Selasa, 10 September 2013

Obama Fails to Make the Sale on Syria

There are basically two ways a president can take America to war. The first model is World War II, Vietnam or Iraq: You scare the public into believing that some evil regime or ideology, if left unchecked, will bring its murderous ways to our shores. And then you ask Americans to fight overseas so we don’t have to fight here at home. The second model is Kosovo or Libya: You say that something terrible is happening to other people, and America must stop it because we are a decent nation. But you don’t ask for the American people’s involvement or consent. You just do it, hopeful that because you’re not asking Americans to make any real sacrifice, they’ll acquiesce long enough for you to finish the job.

In his speech last night on Syria, President Obama—as is his tendency—tried to have it both ways. And it didn’t work. On the one hand, he tried to argue that Bashar Assad’s use of chemical weapons could endanger Americans. If unpunished, he claimed, Assad’s actions might create a world in which “our troops would again face the prospect of chemical warfare on the battlefield” or Iran would be more emboldened to build a nuke that could threaten the United States.

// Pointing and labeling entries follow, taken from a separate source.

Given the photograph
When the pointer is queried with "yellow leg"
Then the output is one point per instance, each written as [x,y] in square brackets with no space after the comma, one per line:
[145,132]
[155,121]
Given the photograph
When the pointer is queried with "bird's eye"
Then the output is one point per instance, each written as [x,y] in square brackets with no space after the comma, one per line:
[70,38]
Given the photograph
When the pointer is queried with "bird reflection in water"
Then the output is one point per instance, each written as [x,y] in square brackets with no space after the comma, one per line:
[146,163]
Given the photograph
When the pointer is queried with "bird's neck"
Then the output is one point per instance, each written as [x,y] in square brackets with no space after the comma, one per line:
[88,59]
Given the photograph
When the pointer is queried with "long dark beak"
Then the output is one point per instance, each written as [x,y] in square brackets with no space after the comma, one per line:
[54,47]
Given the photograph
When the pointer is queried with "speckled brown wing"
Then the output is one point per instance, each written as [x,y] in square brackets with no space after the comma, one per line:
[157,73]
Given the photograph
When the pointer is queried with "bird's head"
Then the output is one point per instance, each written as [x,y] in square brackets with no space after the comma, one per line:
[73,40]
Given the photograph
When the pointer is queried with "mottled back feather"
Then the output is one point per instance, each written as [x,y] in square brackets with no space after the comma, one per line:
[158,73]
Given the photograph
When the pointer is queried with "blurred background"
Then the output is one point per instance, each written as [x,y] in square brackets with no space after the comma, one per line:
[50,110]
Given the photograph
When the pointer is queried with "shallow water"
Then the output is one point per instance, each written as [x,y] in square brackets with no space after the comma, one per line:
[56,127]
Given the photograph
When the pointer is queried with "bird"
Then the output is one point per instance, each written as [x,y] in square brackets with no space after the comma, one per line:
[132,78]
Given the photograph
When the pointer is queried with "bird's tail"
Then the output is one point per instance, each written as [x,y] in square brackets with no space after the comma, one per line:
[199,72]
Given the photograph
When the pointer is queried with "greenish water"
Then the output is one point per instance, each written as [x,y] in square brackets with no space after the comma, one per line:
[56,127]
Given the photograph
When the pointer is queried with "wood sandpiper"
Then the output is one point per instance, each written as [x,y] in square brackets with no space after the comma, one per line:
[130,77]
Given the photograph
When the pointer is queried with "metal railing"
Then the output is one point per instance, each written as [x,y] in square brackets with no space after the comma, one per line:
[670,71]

If we “stop children from being gassed to death” in Syria, he argued, we “make our own children safer over the long run.”

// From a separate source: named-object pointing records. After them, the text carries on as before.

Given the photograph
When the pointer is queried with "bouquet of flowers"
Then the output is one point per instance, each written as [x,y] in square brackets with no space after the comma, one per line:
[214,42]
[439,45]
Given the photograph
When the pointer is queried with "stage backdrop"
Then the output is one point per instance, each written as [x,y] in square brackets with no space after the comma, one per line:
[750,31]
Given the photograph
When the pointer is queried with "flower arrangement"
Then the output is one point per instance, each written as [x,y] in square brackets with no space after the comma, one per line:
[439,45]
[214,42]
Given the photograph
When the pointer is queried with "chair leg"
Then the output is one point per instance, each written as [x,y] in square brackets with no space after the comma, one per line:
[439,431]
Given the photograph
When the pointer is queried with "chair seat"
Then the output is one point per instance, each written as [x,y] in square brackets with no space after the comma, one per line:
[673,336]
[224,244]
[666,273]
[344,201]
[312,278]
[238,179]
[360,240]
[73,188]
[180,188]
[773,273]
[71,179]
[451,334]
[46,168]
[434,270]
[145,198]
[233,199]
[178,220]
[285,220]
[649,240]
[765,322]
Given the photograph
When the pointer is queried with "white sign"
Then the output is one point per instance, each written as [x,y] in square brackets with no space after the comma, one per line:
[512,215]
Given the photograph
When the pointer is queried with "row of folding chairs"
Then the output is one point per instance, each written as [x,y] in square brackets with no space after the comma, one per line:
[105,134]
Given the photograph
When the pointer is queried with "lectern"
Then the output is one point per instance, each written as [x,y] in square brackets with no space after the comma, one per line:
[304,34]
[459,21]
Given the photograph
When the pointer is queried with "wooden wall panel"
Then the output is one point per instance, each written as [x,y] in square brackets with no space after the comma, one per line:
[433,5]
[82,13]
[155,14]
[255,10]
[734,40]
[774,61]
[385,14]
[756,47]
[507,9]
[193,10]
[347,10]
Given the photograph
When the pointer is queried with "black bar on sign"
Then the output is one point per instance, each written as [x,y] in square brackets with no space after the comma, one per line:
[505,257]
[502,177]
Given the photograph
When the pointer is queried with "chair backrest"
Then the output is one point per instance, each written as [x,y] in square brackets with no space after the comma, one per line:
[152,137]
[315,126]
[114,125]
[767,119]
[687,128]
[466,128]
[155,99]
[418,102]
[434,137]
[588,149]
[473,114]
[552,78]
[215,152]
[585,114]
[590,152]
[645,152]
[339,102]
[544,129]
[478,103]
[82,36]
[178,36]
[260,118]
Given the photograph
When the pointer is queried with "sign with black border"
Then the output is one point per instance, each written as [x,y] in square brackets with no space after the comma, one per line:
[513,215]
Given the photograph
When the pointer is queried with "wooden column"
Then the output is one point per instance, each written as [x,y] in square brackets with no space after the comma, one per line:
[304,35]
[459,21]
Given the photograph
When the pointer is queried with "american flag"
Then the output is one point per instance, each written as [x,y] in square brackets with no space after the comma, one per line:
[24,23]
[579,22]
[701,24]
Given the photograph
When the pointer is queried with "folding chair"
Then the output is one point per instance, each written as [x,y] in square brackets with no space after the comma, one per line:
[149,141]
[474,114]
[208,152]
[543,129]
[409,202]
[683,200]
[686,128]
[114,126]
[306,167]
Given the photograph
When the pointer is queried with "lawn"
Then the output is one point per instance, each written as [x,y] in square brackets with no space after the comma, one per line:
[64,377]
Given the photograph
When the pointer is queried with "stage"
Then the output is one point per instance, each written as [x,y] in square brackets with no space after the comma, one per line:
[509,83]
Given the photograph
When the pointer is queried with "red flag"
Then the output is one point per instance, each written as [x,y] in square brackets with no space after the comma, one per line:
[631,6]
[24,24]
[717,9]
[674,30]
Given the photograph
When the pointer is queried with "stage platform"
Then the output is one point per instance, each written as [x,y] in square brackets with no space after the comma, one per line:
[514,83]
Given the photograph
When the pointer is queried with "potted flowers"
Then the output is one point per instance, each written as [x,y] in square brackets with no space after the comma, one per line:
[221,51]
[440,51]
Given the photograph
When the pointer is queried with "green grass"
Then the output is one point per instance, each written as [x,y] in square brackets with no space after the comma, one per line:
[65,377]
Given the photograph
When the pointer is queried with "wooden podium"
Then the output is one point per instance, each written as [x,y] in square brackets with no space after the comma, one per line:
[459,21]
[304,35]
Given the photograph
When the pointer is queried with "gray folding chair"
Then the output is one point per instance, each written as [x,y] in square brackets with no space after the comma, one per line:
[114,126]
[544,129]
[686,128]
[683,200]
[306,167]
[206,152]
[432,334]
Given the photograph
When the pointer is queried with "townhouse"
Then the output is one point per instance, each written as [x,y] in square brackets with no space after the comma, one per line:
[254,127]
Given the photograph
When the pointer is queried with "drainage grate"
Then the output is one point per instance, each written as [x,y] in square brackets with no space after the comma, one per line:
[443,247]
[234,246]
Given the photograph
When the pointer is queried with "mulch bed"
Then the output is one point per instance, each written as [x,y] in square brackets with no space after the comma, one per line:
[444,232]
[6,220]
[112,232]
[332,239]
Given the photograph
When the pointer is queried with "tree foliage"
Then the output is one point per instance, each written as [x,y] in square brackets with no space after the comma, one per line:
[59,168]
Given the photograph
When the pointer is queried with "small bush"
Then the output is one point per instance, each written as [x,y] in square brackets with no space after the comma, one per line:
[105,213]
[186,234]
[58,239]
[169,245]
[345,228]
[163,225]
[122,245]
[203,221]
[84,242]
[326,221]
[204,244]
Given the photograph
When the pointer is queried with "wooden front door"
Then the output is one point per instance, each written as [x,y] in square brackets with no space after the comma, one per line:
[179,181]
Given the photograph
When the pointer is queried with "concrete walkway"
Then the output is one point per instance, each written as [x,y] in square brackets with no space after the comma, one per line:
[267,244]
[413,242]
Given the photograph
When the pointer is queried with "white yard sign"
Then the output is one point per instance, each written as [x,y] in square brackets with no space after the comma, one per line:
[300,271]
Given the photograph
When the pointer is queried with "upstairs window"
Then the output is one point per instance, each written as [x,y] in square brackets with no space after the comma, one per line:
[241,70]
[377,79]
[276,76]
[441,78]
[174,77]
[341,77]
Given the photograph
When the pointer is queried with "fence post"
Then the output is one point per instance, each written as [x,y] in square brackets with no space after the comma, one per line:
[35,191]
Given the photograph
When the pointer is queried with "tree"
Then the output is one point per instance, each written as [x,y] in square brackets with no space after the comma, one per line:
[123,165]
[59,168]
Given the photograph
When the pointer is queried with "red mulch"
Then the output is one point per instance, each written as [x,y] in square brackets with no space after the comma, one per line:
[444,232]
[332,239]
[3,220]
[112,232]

But Obama’s national security argument sounded like a Rube Goldberg-machine. Would Syria’s use of chemical weapons against defenseless civilians really increase the likelihood of an enemy using chemical weapons against American troops who could respond with massive force? After all, Obama himself admitted that “the Assad regime”—chemical weapons and all—“does not have the ability to seriously threaten our military.” Likewise, in a half-sentence, Obama claimed that permitting Assad’s chemical weapons attack would embolden Iran to build a bomb, but he never bothered to explain why.

Obama’s national security argument felt forced. The emotional meat of his speech was entirely different: it was about the horrors of using chemical weapons against anyone. “View the videos of the attack,” he implored, before quoting Franklin Roosevelt as saying that America must act “when ideas and principles that we have cherished are challenged.” Presidents have taken America to war on this basis before. George H.W. Bush did it in Somalia; Bill Clinton did it in Bosnia and Kosovo; Obama did it in Libya. But they’ve done so on their own authority, cognizant that the best they could hope from Americans was quiet acquiescence. Generally, presidents don’t ask Congress to vote on humanitarian wars. When Congress finally voted on a measure authorizing Clinton to bomb Kosovo in April 1999—after he had already been doing so for a month—the measure failed.

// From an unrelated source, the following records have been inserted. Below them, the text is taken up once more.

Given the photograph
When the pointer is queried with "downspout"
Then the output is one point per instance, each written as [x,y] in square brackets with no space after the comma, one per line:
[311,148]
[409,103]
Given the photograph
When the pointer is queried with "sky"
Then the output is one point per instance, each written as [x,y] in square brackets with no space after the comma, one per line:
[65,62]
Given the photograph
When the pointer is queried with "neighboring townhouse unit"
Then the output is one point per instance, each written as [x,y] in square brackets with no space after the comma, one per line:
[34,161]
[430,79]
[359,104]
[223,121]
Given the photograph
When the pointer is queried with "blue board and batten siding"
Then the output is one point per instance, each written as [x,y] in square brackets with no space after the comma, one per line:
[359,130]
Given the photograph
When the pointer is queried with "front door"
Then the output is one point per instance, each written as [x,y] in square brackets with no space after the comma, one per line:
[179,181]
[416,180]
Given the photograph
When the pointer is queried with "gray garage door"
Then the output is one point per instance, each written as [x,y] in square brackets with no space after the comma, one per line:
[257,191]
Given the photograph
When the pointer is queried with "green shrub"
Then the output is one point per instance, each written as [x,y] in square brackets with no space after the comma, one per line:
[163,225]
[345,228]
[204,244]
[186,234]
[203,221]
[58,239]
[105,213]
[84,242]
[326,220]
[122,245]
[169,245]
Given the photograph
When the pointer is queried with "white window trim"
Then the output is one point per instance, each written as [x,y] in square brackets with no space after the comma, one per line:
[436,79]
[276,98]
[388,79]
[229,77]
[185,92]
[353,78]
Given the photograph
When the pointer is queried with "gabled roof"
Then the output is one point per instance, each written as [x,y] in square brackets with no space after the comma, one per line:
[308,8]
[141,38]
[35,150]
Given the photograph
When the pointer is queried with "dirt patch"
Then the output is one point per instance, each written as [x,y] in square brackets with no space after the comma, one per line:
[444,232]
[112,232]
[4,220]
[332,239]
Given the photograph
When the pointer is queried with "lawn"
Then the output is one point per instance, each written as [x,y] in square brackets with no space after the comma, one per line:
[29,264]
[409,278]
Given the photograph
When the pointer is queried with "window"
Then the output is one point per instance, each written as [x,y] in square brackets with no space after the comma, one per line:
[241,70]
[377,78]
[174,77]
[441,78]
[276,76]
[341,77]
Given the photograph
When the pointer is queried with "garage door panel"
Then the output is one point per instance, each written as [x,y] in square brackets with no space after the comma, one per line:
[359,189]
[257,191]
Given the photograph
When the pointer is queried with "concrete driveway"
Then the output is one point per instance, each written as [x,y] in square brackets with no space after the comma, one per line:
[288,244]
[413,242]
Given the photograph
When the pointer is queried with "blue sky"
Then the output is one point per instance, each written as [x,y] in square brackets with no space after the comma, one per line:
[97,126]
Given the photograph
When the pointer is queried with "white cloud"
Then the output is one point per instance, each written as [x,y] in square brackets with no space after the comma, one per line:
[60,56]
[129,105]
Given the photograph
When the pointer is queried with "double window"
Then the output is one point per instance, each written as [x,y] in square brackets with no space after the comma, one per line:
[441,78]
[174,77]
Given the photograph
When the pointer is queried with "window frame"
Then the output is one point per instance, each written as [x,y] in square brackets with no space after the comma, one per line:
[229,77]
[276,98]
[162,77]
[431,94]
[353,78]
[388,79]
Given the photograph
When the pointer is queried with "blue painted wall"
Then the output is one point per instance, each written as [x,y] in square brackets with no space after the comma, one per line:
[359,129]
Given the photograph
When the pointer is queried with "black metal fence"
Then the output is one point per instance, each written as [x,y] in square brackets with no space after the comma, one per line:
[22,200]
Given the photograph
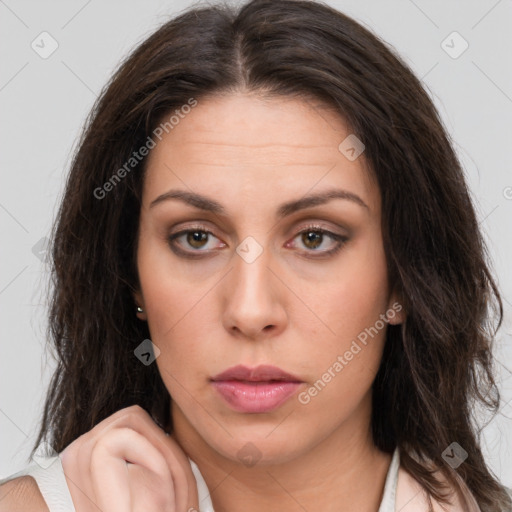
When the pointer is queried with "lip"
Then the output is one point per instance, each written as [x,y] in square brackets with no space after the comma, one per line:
[255,390]
[262,373]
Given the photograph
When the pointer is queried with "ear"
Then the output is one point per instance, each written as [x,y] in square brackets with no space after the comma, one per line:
[396,313]
[139,302]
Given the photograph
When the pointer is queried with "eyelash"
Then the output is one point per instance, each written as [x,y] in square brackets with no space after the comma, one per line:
[340,239]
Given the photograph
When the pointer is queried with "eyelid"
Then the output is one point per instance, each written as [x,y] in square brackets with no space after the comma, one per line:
[338,238]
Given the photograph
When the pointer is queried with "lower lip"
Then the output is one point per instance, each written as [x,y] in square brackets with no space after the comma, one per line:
[255,396]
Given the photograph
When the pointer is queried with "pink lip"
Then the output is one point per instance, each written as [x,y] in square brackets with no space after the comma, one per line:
[255,390]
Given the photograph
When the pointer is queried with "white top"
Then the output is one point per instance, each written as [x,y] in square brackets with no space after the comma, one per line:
[49,475]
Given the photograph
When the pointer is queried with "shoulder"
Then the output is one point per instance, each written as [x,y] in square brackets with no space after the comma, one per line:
[412,497]
[22,494]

Politically, Obama could have gotten away with striking Syria for a couple of days without asking for Congressional approval, assuming no Americans had died. But in seeking that approval, he took on a burden that the purveyors of humanitarian war cannot sustain. Instead of settling for the public’s passive acceptance, he asked for an affirmative statement of support. There was little sign before last night’s speech that he would get it. And there’s little sign now.

However Russia’s plan for securing Syria’s chemical weapons plays out, the lesson of the last few days is clear: Americans can be convinced to support wars, but only against enemies they believe threaten their own safety. They may look the other way while presidents wage wars to defend things like “international norms.” But whether idealistically or foolishly, Obama wouldn’t let them look the other way. And now he’s paying the price.

Beinart, author of The Crisis of Zionism, is associate professor of journalism and political science at the City University of New York.